Cette influence, pourquoi veut-on nous forcer à la subir, nous qui devons au contraire n’avoir en vue qu’une chose, maintenir intacte sur tous les points notre nationalité, que tant d’infortunes et de mécomptes nous rendent plus chère ? La France aime les arts avec passion : au milieu du tumulte des partis politiques, du va-et-vient des intérêts matériels, et même pendant la guerre, son goût pour la musique a persisté ; mais de ce que ce sentiment, qui fut jadis notre orgueil, est aujourd’hui notre consolation et notre espérance, il ne s’ensuit pas que le directeur des concerts populaires ait le droit de vouloir l’exploiter au profit des noms les plus obscurs de la petite école de Weimar et de Bayreuth. Ceci devient de l’entêtement. Le public de l’an passé signifiait au prétendu maître de l’avenir son congé en bonne forme, cette année on nous le ramène et avec lui le plus remuant de ses prosélytes. La Danse des dryades, exécutée à la seconde matinée du Cirque, est le fragment d’une symphonie de M. Joachim Raff, intitulée Im Walde. Ce scherzo n’a rien qui le distingue des scherzos les plus ordinaires ; c’est du Mendelsohn revu et corrigé selon la formule, et, sans la marque de fabrique, un pareil échantillon n’eût jamais circulé parmi nous. Il paraît, que le dieu ne suffit pas, nous en arrivons à prendre ses bedeaux. À ce compte, M. Joachim Raff mérite les égards des fidèles ; personne mieux que lui ne s’entend à sonner la messe. Nous en parlons pour l’avoir vu jadis à l’œuvre sous les ordres de l’abbé Liszt. Compositeur assez médiocre, l’auteur de la Danse des dryades est pourtant de ceux qui savent leur affaire. C’est un sectaire passionné doublé d’un praticien habile, ce qui fait qu’en même temps, que son zèle et son fanatisme il aura toujours des modulations et des dissonances à mettre au service de la bonne cause.
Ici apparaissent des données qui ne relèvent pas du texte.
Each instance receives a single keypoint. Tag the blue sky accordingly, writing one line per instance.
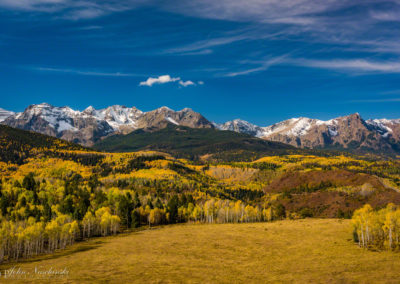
(262, 61)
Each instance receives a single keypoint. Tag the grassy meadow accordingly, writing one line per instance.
(307, 250)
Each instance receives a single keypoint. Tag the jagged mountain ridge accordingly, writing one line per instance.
(91, 125)
(351, 132)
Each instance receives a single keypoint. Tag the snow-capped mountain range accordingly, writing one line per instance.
(88, 126)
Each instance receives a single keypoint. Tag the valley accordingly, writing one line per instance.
(299, 251)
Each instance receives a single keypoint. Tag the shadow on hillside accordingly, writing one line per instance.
(78, 247)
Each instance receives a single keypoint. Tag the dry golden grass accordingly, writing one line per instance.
(312, 250)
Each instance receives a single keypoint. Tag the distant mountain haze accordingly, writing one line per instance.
(90, 126)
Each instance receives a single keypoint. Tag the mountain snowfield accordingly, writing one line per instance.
(4, 114)
(89, 126)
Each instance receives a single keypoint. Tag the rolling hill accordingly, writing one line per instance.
(194, 143)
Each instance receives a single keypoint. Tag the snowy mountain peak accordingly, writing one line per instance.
(89, 110)
(4, 114)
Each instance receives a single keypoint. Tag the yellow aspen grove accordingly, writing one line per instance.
(380, 229)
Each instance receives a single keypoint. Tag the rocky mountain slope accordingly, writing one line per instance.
(4, 114)
(349, 132)
(91, 125)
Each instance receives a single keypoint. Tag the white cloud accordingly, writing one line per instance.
(159, 80)
(186, 83)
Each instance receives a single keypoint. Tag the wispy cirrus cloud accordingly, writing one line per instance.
(71, 9)
(350, 65)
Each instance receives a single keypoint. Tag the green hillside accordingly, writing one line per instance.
(192, 143)
(16, 145)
De loin en loin, Richard Cœur-de-Lion reparaît à l’Opéra-Comique, et pour y fournir une série de trente à quarante belles représentations. La plus importante à laquelle nos générations aient assisté remonte à 1841. De cette époque date le remaniement orchestral d’Adolphe Adam, et son fameux trémolo des instrumens à cordes sous le deuxième couplet de la romance. On vit encore l’ouvrage en 1856. La reprise d’aujourd’hui semblait indiquée par les circonstances. « Ô Richard, ô mon roi, » prêtait plus que jamais à l’allusion. L’air a magnifiquement réussi, la salle comble l’applaudit chaque soir, mais sans que la question monarchique intervienne ; le débat reste circonscrit entre le public et le chanteur, M. Melchissédec, un Blondel chaleureux, sympathique et bien en voix. M. Melchissédec appartient à cette lignée de barytons ténorisans, ou, si on l’aime mieux, de ténors graves, qui depuis Martin et Chollet se perpétuent à l’Opéra-Comique. Nous l’avons vu cet été faire un excellent Zampa, et sa manière de comprendre et de tenir le rôle de Blondel ne mérite guère que des éloges. M. Duchesne, qui chante le roi Richard, oppose au vigoureux ténor sa résonnante haute-contre, trop vibrante pourtant dans les notes élevées. Au deuxième acte, les appels et les réponses se succèdent vaillamment ; avec un peu plus de modération des deux côtés, ce serait parfait.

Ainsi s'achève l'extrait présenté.